1.5 Tujuan Penelitian Berdasarkan pertanyaan penelitian, maka rencana pengembangan usaha dimaksud harus layak dari sisi bisnis. Oleh karena itu, tujuan dari penelitian ini adalah menganalisis rencana investasi baru pada Terminal Penumpang Yogyakarta
9
pascapengambilalihan hak pengelola oleh Pemerintah Kota Yogyakarta, sebagai upaya optimalisasi aset dan sumber-sumber pendapatan daerah.
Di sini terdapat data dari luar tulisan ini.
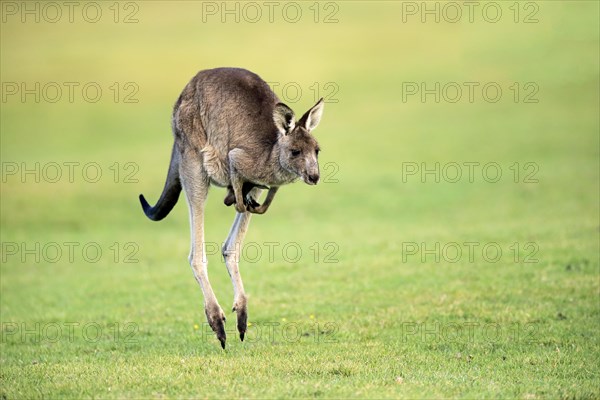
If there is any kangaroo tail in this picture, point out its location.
[140,143,181,221]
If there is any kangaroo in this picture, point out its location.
[140,68,324,349]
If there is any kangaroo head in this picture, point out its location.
[273,99,324,185]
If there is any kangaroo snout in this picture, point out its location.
[306,173,319,185]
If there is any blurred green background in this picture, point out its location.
[0,1,600,399]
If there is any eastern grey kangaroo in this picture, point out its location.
[140,68,323,348]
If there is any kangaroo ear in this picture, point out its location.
[300,97,325,132]
[273,103,296,135]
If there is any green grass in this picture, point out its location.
[0,1,600,399]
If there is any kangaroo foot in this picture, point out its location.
[204,304,227,349]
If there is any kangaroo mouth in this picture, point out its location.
[300,174,319,186]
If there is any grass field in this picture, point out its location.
[0,1,600,400]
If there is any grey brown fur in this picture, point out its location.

1.6 Manfaat Penelitian Hasil penelitian ini diharapkan dapat memberikan sumbangan pemikiran dan manfaat sebagai berikut ini. 1. Pemerintah Kota Yogyakarta sebagai masukan dalam pengambilan kebijakan demi keberlanjutan pengelolaan usaha Terminal Penumpang Yogyakarta. 2. Masyarakat sebagai pemakai jasa publik, agar dapat memperbandingkan antara tingkat pelayanan yang diperoleh dengan nilai sebuah investasi. 3. Bidang ilmu pengetahuan terutama dalam ilmu penilaian properti khususnya menyangkut property public.
1.7 Sistematika Penulisan Sistematika penulisan dalam penelitian ini adalah: Bab I Pendahulan, mencakup penjelasan tentang latar belakang, keaslian penelitian, tujuan penelitian, manfaat penelitian, dan sistematika penulisan. Bab II menguraikan Landasan Teori/Kajian Pustaka, mencakup landasan teori, kajian terhadap penelitian terdahulu, dan model penelitian/kerangka penelitian. Bab III Metode Penelitian, yang menjelaskan tentang desain penelitian, metode pengumpulan data, metode penyampelan, defenisi operasional, instrumentasi penelitian, dan metode analisis data. Bab IV berisikan Analisis Data dan Pembahasan, mencakup deskripsi data pembahasan, sedangkan Bab V berisikan Simpulan dan Saran, yang memaparkan tentang simpulan, implikasi, keterbatasan, dan saran.